Salvador, Bahia, 1999-01-27

Abade pede reforma da Igreja da Graça

Maria de Fátima Dannemann

Uma das mais antigas igrejas da cidade – a da Graça – precisa de reforma com urgência. Justamente no dia da missa que marcou os 410 anos de falecimento de Catarina Paraguaçu, o abade do Mosteiro de São Bento, dom Emanuel Amaral, chamou a atenção para a necessidade de restauração do antigo templo, que, além de ter sido o primeiro santuário mariano do país, é um monumento histórico de grande importância. “Precisamos aproveitar os 450 anos da cidade para pedir a restauração da igreja, construída a partir dos sonhos de Catarina Paraguaçu, a mulher que deu origem à própria história do país”

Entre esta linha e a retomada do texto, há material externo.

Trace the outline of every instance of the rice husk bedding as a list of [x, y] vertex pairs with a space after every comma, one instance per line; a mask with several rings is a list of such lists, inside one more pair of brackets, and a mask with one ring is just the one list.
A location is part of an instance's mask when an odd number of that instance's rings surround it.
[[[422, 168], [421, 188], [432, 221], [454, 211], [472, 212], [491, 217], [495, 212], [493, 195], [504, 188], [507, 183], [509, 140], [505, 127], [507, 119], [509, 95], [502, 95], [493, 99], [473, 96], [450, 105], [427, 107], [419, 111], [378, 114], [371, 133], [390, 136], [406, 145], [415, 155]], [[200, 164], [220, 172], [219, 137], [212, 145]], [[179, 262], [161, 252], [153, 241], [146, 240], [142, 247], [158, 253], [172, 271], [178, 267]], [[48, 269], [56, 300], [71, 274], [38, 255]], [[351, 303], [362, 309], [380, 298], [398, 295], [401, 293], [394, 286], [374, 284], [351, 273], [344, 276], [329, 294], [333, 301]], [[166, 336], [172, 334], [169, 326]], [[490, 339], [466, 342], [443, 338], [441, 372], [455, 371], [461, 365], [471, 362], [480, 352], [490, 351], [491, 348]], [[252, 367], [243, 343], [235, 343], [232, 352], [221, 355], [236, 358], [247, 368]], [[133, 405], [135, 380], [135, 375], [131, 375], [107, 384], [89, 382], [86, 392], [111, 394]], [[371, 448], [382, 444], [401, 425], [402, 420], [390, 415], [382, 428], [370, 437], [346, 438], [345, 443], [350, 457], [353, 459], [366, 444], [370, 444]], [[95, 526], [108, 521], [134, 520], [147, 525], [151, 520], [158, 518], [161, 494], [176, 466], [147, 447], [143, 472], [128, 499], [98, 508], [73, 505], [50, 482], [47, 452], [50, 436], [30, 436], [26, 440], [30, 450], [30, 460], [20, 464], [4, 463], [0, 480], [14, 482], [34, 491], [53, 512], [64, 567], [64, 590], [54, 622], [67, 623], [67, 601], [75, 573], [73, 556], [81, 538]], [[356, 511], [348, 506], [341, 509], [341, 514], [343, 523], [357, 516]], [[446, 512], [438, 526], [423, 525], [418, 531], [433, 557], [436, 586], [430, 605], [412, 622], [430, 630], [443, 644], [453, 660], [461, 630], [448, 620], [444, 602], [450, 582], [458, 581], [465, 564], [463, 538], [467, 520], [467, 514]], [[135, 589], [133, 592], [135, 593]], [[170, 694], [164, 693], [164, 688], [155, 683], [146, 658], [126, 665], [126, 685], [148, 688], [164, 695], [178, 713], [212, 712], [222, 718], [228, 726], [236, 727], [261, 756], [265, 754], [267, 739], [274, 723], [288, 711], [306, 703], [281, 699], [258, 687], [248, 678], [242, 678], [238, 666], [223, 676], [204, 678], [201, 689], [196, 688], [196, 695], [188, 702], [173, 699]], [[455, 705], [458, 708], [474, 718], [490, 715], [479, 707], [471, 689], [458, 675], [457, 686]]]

A missa foi concelebrada pelo capelão da igreja, dom Bernardo Lucas. Estavam presentes ao culto o jornalista Jorge Calmon, presidente de honra do Instituto Geográfico e Histórico da Bahia, e descendentes da índia, princesa da tribo Tupinambá que se casou com o náufrago português Diogo Álvares, o Caramuru, e converteu-se ao cristianismo. Um deles, Christóvão Dias de Ávila Pires Júnior falou aos presentes sobre sua antepassada, no final da missa. Após a cerimônia, houve o descerramento do brasão da igreja na sacristia.

Cultura machista
Dom Emanuel disse durante o sermão que uma cultura machista impede que os brasileiros conheçam um pouco mais sobre a vida de Catarina Paraguaçu. “Se olharmos a história do Brasil, é ela quem dá origem ao nosso povo. Catarina foi uma presença marcante, um paradigma para todas as mulheres por sua iniciativa, sua obra e sua vida”.
Por muitos anos, entretanto, a princesa índia, que viveu até 26 de janeiro de 1589 e tinha seu santuário visitado pelos governadores-gerais e nobres da época, ficou esquecida dos poderes públicos e o resultado é a deterioração do seu templo: em todos os cantos se vê que a madeira e as paredes estão mofadas e cheias de infiltrações, o que pode pôr em risco, futuramente, a pintura do teto, que reproduz as visões que Catarina tinha da imagem, a qual seria depois encontrada por Caramuru, permanecendo até hoje no altar-mor do templo.
Apesar da importância histórica e do sangue nobre que corria nas veias familiares de Catarina (filha do cacique e portanto uma princesa), apesar, inclusive, das homenagens que a índia receberá no Carnaval do qual é personagem-símbolo, a missa foi simples. Mas contou com um grande número de presentes, não só familiares, como a comunidade do bairro, a antiga Vila Velha dos tempos coloniais.
De acordo com Christóvão de Avila, um dos descendentes da índia, Catarina se tornou cristã em 1528, quando foi batizada em Saint Malo, França, onde recebeu o nome de Catarina do Brasil. “Foi ela quem ordenou aos índios o reconhecimento da soberania do rei de Portugal e é considerada um símbolo de congraçamento racial”. A primeira ermida foi construída em taipa, no ano de 1530. Telas na sacristia da igreja retratam sua vida e obra. Antes de morrer, Catarina doou a capela e terras vizinhas aos beneditinos, que até hoje administram a igreja.